Star of Africa, p.34Scott Mariani
Khosa beamed, liking his idea more and more. He pointed again at Hercules, the real Hercules, surrounded by Khosa’s men with guns. ‘You say he is strong, soldier. Now let us see how strong he is. You! Big man! Go down there and kill this lion and bring me its skin.’
Ben began, ‘General—’
‘Quiet! I have given an order. I am this man’s king. He is my vassal. He must now do as I tell him. There is to be no discussion!’
‘If you want to be a king,’ Ben said quietly, ‘then act like one. I can’t let you do this.’

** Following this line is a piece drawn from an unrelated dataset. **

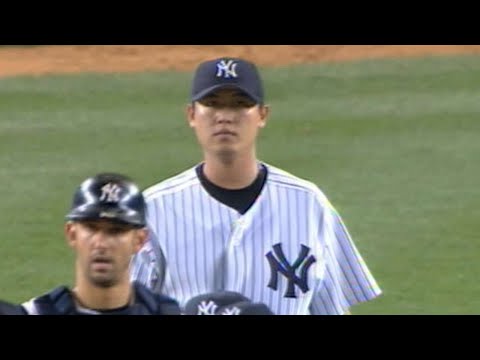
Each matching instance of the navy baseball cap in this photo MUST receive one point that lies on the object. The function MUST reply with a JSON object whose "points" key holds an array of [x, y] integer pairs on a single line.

Khosa gave Ben another of his lingering, mind-scouring stares. ‘This is the last time you will dare to tell me what I can and cannot do. Let me show you, soldier, what I can do.’
He motioned to his men. ‘Kill the boy.’
The soldiers instantly raised their rifles. Over the roars of the trapped lion below them came the metallic rattle of actions being cocked, safeties being released. Jude stood very still, very stiff, very pale. He raised his chin and looked resolutely into Ben’s eyes, as if to say ‘It’s all right.’
‘No,’ Ben said.
Khosa slowly turned back to gaze at Ben. ‘No?’
‘Don’t kill him.’
‘Are you commanding your king?’
‘I’m asking,’ Ben said, fighting to keep his voice steady. His eyes were locked on Jude’s.
‘Does one now ask a king, as an equal?’
‘All right,’ Ben said. ‘I’m begging.’
Jude gave a single shake of his head. It’s okay. Really.
Khosa smiled and said, ‘Better. Now tell me why I should not kill him.’
‘Because if you do, it ends our arrangement,’ Ben said.
‘Then you have accepted my offer, soldier? Because I was not sure that you had, in your heart. I am not sure that you did not try to trick me before. A clever man like you is full of tricks, hmm?’
Ben said, ‘Yes. I accept and agree.’
‘With all your heart?’
‘With all my heart.’
‘Am I a wise and just king?’
‘Yes,’ Ben said. ‘Very wise and very just.’
‘You will serve me with loyalty?’
‘To the last,’ Ben said.
‘And obey my orders?’
‘Without question,’ Ben said.
Khosa looked pleased. He glanced at the soldiers still pointing their rifles at Jude’s head, then looked back at Ben. ‘As you are my military advisor, let me ask your advice. Should I order my men to kill the boy, or should I send Hercules into combat with this lion?’
The huge tawny cat was still struggling to escape from the ditch. It was clawing and raking at the earth banks in a desperate attempt to clamber up and away to safety, but without the power in its hindquarters it still couldn’t gain the momentum to scramble up the sheer slope. The bank was becoming eroded away by its efforts and becoming only more vertical as the lion dug itself in deeper.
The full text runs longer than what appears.